La stessa sera, durante la cena in un ristorante, Pierre aveva avuto parole durissime verso Diane, appositamente per distruggere l'amore della ragazza. Diane era uscita dal ristorante "impietrita" e non aveva risposto nulla alle accuse crudeli e ingiuste dell'amico troppo amato.

Il mattino dopo la madre, Diane e il pentito Bruggle si ritrovano in un ospedale, davanti al corpo senza vita di Pierre.

E la ragazza, che era stata molto gelosa dell'americano nonostante lo avesse accettato pur di non perdere l'amicizia con Pierre, prova compassione verso il giovane che piange il suo amante tanto disprezzato fino a poche ore prima.

La Parigi di La morte difficile è notturna, insonne, piena d'incubi, di ossessioni.

Il libro è molto esplicito sui temi sessuali, per esser stato scritto nei primi anni Venti, e Pierre è un misto di giovane desideroso d'amore e crudele, sensibile ed insensibile: un moderno, travagliato, nevrotico Julien Sorel di stendhaliana memoria.

Naturalmente l'artista prediletto da René e dai surrealisti era Rimbaud, il poeta maledetto per eccellenza, il giovane insoddisfatto in ogni luogo e sempre in fuga. René stesso fu un Rimbaud, ma un Rimbaud del "secolo dell'ansia", come il poeta inglese W. H. Auden definì il XX secolo.

L'epilogo improvviso

Nella tarda primavera del 1935 un gruppo di intellettuali francesi tra cui Gide e Malraux, indì un congresso di scrittori, soprattutto contro la guerra e il fascismo.

Vennero invitati autori stranieri, per l'Inghilterra Virginia Woolf che aderì ma non andò a Parigi e al suo posto giunse a guidare la delegazione britannica Forster, l'autore di Passaggio in India.

Prima dell'inizio del congresso André Breton incontrò per caso sul Boulevard Montparnasse, Ilja Ehrenburg, scrittore e giornalista, che era a capo della delegazione dell'Urss.

Ehrenburg aveva scritto un articolo denigratorio ed eccessivo verso i surrealisti; Breton gli diede uno schiaffo e il sovietico rispose.

"Tutta Parigi rise di quella farsa",

scrisse Klaus Mann in La svolta,

"ma René Crevel non rise.

René, il puro folle, il Parsifal militante, prese la farsa sul serio. Tutto egli prendeva sul serio, la poesia e la rivoluzione, il surrealismo e lo stalinismo, Breton e Ehrenburg.

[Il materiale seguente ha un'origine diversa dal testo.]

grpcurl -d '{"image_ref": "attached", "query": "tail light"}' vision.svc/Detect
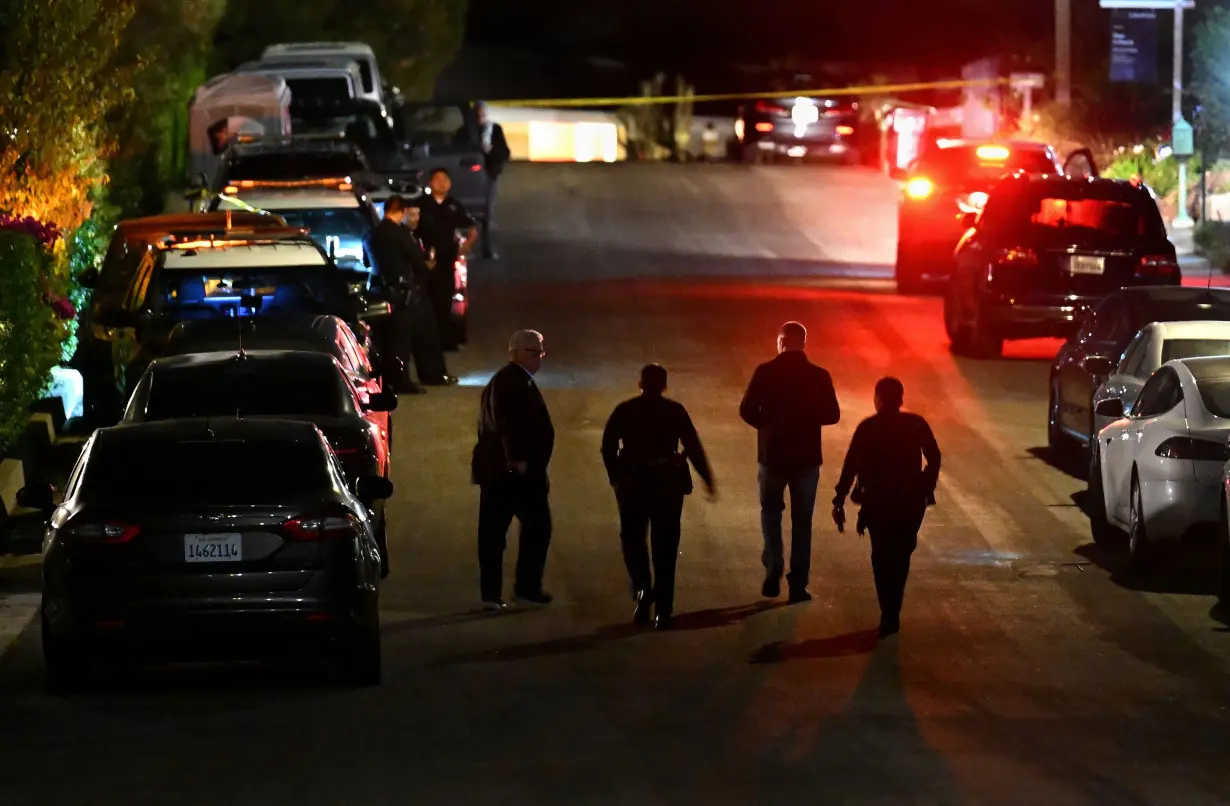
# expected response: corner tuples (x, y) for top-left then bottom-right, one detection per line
(65, 522), (140, 545)
(754, 122), (773, 133)
(1155, 437), (1230, 461)
(905, 177), (933, 199)
(835, 124), (854, 136)
(993, 247), (1038, 266)
(754, 101), (782, 114)
(1136, 254), (1179, 282)
(282, 509), (362, 541)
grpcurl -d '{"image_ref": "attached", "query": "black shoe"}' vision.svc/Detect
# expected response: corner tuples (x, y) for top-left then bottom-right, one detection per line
(633, 590), (653, 625)
(878, 619), (900, 638)
(515, 590), (553, 606)
(762, 576), (781, 598)
(482, 598), (508, 612)
(654, 614), (673, 631)
(787, 588), (812, 604)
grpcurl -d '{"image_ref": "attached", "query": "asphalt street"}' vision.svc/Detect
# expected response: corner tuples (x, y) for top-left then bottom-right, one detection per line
(1, 162), (1228, 805)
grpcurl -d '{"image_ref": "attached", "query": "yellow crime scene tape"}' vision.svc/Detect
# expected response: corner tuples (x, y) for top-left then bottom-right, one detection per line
(485, 77), (1012, 108)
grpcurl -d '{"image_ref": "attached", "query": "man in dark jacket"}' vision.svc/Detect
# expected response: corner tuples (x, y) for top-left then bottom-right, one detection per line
(471, 329), (555, 610)
(476, 101), (511, 260)
(415, 169), (478, 351)
(739, 321), (841, 603)
(833, 377), (941, 637)
(602, 364), (716, 630)
(362, 195), (455, 389)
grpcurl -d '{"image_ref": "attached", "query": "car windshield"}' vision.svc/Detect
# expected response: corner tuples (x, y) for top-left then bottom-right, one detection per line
(284, 77), (352, 104)
(1197, 378), (1230, 418)
(79, 438), (333, 506)
(1162, 338), (1230, 363)
(403, 104), (474, 153)
(152, 266), (337, 317)
(914, 147), (1056, 181)
(275, 208), (373, 238)
(229, 152), (364, 181)
(140, 361), (352, 420)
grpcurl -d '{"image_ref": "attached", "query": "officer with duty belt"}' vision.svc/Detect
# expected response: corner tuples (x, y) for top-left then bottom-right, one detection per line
(832, 377), (941, 638)
(363, 194), (456, 389)
(415, 168), (477, 351)
(601, 364), (715, 630)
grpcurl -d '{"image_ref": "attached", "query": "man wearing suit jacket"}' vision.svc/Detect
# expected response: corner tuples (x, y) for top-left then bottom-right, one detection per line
(472, 329), (555, 610)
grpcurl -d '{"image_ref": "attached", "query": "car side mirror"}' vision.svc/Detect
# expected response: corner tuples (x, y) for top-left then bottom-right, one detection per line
(959, 212), (977, 229)
(357, 300), (392, 320)
(1082, 355), (1115, 376)
(356, 475), (394, 503)
(1095, 398), (1125, 418)
(364, 391), (398, 413)
(77, 267), (99, 290)
(16, 482), (55, 514)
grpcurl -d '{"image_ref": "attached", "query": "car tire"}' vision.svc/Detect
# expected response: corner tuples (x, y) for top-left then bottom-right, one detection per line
(42, 614), (83, 695)
(1087, 445), (1118, 546)
(340, 611), (382, 687)
(1127, 475), (1154, 574)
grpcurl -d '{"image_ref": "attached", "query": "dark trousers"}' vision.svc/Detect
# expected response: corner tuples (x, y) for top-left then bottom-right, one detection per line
(428, 270), (456, 350)
(481, 178), (498, 254)
(617, 484), (684, 616)
(477, 472), (552, 600)
(385, 294), (447, 387)
(757, 464), (821, 587)
(866, 504), (925, 627)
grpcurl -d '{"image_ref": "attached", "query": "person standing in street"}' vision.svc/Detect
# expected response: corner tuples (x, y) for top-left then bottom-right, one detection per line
(601, 364), (716, 631)
(362, 194), (457, 389)
(415, 168), (478, 352)
(739, 321), (841, 603)
(475, 101), (511, 260)
(471, 329), (555, 610)
(832, 377), (941, 638)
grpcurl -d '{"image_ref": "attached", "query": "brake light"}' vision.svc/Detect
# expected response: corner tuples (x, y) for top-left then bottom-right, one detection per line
(905, 178), (933, 199)
(65, 522), (140, 544)
(469, 163), (482, 172)
(754, 101), (781, 114)
(993, 247), (1038, 266)
(1136, 254), (1179, 281)
(223, 185), (239, 195)
(836, 125), (854, 136)
(1155, 437), (1230, 461)
(282, 510), (362, 541)
(976, 144), (1010, 161)
(754, 122), (773, 133)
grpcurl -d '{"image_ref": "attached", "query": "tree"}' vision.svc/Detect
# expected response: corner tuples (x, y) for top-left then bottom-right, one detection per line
(1191, 6), (1230, 160)
(211, 0), (469, 99)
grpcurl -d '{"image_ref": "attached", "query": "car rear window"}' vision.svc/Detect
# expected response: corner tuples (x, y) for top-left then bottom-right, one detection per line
(1161, 338), (1230, 363)
(1197, 378), (1230, 419)
(276, 208), (373, 238)
(284, 77), (353, 105)
(150, 266), (335, 316)
(229, 152), (364, 181)
(915, 146), (1056, 180)
(79, 438), (332, 505)
(1131, 301), (1230, 331)
(1004, 185), (1166, 239)
(141, 361), (352, 419)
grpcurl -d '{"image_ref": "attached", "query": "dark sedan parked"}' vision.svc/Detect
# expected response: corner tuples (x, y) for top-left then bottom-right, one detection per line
(1048, 287), (1230, 451)
(19, 417), (392, 690)
(946, 175), (1179, 358)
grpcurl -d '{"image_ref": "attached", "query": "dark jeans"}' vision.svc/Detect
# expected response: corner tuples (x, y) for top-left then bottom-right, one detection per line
(384, 294), (448, 387)
(477, 471), (552, 600)
(481, 177), (498, 254)
(617, 484), (684, 617)
(866, 504), (926, 626)
(758, 464), (820, 587)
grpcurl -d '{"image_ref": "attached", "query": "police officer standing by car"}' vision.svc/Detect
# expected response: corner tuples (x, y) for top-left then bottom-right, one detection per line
(363, 194), (456, 389)
(832, 377), (941, 638)
(601, 364), (715, 631)
(415, 168), (478, 352)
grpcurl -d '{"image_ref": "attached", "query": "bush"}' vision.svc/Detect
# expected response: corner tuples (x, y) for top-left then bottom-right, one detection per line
(0, 219), (75, 453)
(1102, 147), (1203, 200)
(1195, 220), (1230, 271)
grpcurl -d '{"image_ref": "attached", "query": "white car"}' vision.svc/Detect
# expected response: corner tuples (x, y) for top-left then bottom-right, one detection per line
(1089, 355), (1230, 570)
(1088, 320), (1230, 436)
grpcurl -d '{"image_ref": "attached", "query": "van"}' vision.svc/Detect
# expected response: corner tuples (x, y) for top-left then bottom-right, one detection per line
(235, 57), (365, 107)
(262, 42), (384, 107)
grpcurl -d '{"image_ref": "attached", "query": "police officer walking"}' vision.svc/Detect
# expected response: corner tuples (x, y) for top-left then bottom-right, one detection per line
(415, 168), (478, 351)
(363, 194), (457, 389)
(601, 364), (715, 630)
(832, 377), (941, 638)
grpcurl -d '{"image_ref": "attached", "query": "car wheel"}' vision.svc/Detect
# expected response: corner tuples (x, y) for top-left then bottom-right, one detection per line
(1127, 475), (1153, 574)
(968, 303), (1004, 359)
(42, 614), (83, 694)
(1218, 499), (1230, 604)
(1087, 445), (1118, 546)
(339, 610), (382, 687)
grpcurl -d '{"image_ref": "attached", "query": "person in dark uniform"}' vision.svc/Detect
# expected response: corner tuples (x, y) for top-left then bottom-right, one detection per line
(362, 194), (457, 389)
(832, 377), (941, 638)
(471, 329), (555, 611)
(415, 168), (478, 351)
(475, 101), (511, 260)
(602, 364), (716, 630)
(739, 321), (841, 603)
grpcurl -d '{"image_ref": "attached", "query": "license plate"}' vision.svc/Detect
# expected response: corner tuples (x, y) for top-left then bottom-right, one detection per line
(184, 533), (242, 563)
(1068, 255), (1105, 275)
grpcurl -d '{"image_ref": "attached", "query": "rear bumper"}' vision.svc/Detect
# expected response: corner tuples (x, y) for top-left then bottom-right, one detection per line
(1140, 478), (1221, 543)
(751, 137), (855, 158)
(984, 296), (1098, 339)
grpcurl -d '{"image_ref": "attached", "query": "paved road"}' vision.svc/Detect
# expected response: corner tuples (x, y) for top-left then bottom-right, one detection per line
(1, 163), (1228, 805)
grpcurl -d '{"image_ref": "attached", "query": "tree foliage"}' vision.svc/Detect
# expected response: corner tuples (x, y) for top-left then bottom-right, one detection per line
(0, 0), (138, 232)
(1191, 6), (1230, 159)
(212, 0), (468, 99)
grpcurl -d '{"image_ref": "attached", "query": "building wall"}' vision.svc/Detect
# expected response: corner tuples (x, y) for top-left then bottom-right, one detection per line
(486, 107), (626, 162)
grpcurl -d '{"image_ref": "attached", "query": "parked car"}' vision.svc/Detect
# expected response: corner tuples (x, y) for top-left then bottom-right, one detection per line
(734, 96), (861, 165)
(18, 417), (391, 690)
(896, 138), (1096, 293)
(946, 174), (1180, 358)
(1088, 356), (1230, 570)
(1048, 288), (1230, 451)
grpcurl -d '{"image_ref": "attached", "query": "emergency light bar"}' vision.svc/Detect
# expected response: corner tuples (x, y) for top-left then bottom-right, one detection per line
(167, 229), (312, 250)
(223, 177), (355, 194)
(975, 144), (1011, 161)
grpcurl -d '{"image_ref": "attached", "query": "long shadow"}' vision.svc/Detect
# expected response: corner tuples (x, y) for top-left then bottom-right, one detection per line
(1074, 540), (1221, 597)
(382, 606), (535, 636)
(438, 601), (787, 665)
(748, 627), (880, 664)
(1027, 445), (1088, 482)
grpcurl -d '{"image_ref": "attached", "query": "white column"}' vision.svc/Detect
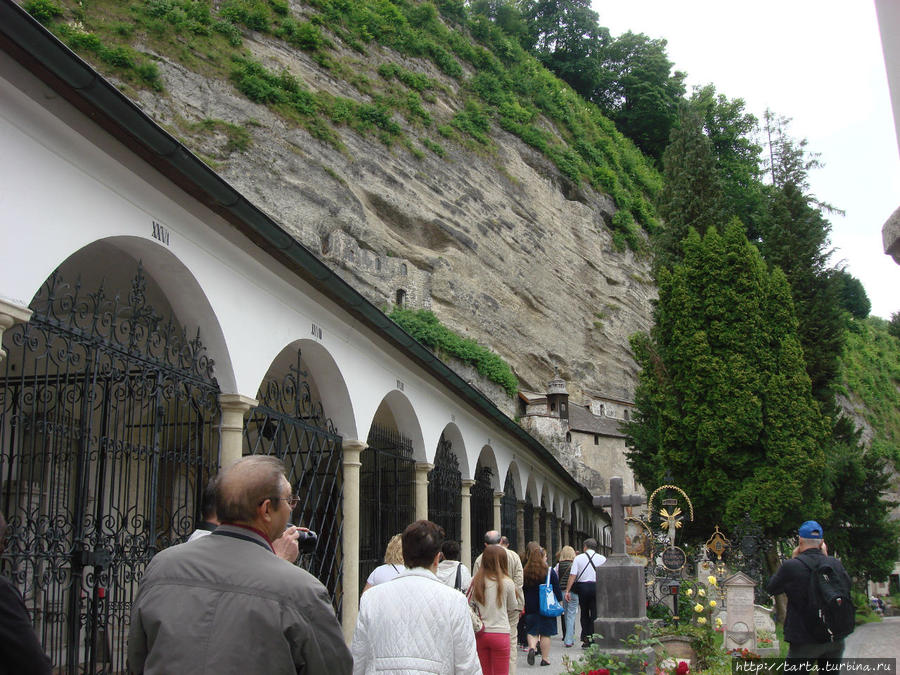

Egli non voleva tradire né la poesia né la rivoluzione ".

René tentò di riappacificare il suo "capo" Breton con lo scrittore sovietico, ma senza risultati. La delegazione surrealista fu espulsa ed esclusa dai lavori.

La notte stessa, tra il 17 e il 18 giugno, tornato a casa Crevel aprì il gas e si suicidò.

Ad un giovane amico che voleva suicidarsi Oscar Wilde aveva risposto: "E' il più grande favore che puoi fare alla società" e il giovane aveva desistito dal suo proposito.

René vivo avrebbe invece continuato a gridare la sua rabbia verso un mondo che precipitava verso il fascismo e la rovina bellica.

E forse nel riscatto morale e democratico della Resistenza avrebbe trovato anche quell'equilibrio emotivo che ragioni familiari gli avevano negato.